Molecular Biochemistry III
(1702805)
By
Samah El-Sayed Diab
Application of Northern
Blotting Technique in Cancer
Disease
6/18/2020
Applied Medical Chemistry Department
CONTENTS
Introduction to Cancer Disease
The Hallmarks of Cancer
Cancer Risk Factors
Types of Cancer
Pathogenesis of Cancer
Diagnosis of Cancer & Northern Blotting Technique
Treatment of Cancer
References
1) Introduction
Cancer is a group of diseases characterized by uncontrolled cell
growth and proliferation whereby cells have escaped the body’s normal
growth control mechanisms and have gained the ability to divide
indefinitely. It is a multi-step process that requires the accumulation of
many genetic changes over time (Figure 1). These genetic alterations
involve activation of proto-oncogenes to oncogenes, deregulation of
tumour suppressor genes and DNA repair genes and immortalization. (1)

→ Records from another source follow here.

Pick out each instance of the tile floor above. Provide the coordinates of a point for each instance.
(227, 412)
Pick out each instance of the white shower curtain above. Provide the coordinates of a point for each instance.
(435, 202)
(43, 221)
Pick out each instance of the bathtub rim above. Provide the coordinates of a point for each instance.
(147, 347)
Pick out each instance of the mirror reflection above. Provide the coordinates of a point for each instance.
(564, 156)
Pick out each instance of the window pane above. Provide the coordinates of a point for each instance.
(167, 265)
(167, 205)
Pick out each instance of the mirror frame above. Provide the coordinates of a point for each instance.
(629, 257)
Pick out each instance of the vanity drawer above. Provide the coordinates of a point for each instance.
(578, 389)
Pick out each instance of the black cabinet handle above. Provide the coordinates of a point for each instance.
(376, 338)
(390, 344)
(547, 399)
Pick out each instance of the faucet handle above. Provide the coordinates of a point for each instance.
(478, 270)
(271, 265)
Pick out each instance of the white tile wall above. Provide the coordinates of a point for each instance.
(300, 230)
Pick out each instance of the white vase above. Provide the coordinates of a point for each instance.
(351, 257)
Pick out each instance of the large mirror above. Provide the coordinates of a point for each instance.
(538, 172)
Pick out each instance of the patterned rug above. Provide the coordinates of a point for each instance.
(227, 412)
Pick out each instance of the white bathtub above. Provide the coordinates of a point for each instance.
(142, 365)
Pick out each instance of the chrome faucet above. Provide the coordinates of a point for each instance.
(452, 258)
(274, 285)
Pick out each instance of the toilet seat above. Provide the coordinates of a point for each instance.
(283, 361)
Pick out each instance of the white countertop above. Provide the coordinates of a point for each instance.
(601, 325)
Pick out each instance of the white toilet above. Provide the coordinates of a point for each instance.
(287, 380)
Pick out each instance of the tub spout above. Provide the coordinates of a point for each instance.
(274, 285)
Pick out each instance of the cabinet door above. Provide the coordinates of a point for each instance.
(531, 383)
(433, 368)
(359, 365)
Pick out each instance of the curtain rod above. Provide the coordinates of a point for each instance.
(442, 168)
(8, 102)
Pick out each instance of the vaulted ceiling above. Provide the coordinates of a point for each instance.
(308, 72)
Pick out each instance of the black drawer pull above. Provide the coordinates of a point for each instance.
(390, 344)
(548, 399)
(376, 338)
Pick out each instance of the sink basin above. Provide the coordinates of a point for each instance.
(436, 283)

Figure 1: Overview of the road to cancer
Cancer
II) The Hallmarks of Cancer (2)
Growth signal autonomy
Evasion of growth inhibitory signals
Unlimited replicative potential
Invasion and metastasis
Angiogenesis (formation of new blood vessels)
Evasion of cell death
Genome instability and mutation
Avoiding immune destruction
Tumor-promoting inflammation
Reprogramming energy metabolism
III) Cancer Risk Factors
It is not possible to find out the specific cause for cancer. Cancer
cells are modulated by culture condition and extracellular
microenvironment condition. (3)
But there are many risks which increase
the cancer such as:
Age (4,5)
Heredity (6)
Radiation (7)
Reproduction and hormones (8)
Dietary factors (9)(10)
Obesity (11)
Alcohol (12)
Smoking (13)
Infections (14)(15)
Occupational exposures, e.g. many chemicals,
radioactive materials and asbestos (16)
IV) Types of Cancer
Cancers are classified by the type of cells that constitutes the tumor
and, therefore, the tissue presumed to be the origin of the tumor into: (17)
A. Carcinoma: cancer that affects the epithelial tissues that lines
internal organs. The most common cancers like breast, prostate,
lung and colon cancer come under this category.

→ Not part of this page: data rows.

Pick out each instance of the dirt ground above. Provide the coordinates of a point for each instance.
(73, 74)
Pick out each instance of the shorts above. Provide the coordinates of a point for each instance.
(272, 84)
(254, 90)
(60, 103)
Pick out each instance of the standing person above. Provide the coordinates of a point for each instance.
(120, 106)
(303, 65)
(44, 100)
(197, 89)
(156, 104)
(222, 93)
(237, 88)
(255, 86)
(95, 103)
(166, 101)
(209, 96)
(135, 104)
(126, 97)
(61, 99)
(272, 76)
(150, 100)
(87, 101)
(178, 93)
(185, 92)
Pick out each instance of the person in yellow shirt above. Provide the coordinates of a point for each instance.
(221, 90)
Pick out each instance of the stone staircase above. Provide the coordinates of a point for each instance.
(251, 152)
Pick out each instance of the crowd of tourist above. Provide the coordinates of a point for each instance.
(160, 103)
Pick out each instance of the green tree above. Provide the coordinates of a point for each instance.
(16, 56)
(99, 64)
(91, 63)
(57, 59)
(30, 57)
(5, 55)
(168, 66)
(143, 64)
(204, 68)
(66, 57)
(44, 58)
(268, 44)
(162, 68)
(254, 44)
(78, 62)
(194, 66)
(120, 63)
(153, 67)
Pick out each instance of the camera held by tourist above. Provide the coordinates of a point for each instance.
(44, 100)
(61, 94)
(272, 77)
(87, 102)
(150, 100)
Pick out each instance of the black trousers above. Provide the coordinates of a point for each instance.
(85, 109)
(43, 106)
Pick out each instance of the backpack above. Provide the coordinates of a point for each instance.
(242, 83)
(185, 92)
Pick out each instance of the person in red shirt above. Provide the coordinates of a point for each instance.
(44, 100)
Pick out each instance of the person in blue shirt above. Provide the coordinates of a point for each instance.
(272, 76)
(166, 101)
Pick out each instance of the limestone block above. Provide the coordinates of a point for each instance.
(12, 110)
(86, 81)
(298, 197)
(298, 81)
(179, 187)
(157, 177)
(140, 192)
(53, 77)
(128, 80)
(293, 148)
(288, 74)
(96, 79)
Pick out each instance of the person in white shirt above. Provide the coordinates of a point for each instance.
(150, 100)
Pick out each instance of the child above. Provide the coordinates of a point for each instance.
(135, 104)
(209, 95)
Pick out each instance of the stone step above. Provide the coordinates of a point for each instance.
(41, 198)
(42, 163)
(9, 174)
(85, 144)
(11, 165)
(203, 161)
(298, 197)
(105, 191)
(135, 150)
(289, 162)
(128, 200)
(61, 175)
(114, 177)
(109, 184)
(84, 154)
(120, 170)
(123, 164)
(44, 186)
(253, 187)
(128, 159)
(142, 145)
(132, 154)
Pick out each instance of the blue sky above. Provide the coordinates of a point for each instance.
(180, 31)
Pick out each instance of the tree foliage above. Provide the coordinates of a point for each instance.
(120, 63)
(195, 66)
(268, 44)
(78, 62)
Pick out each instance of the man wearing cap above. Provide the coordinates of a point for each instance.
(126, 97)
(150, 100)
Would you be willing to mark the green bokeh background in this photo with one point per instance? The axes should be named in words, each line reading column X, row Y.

B. Sarcoma: cancer that begins in connective or supportive tissue
(e.g., bone, cartilage, fat, muscle, blood vessels).
C. Leukemia: cancer related to blood-forming tissue.
D. Lymphoma: cancers that affects the lymphatic tissue.
E. Myeloma: cancer that begins in bone marrow.
F. Blastoma: cancer that begins in embryonic tissue.
G. Central nervous system cancers: cancers that begin in the tissues
of the brain and spinal cord.
V) Pathogenesis of Cancer
Carcinogenesis is a multistage process. The application of a cancer-
producing agent (carcinogen) does not lead to the immediate production
of a tumor. There are a series of changes after the initiation step induced
by the carcinogen (Figure 2).
1- Initiation
It is essentially irreversible changes in appropriate target somatic
cells. In the simplest terms, initiation involves one or more stable cellular
changes arising spontaneously or induced by exposure to a carcinogen.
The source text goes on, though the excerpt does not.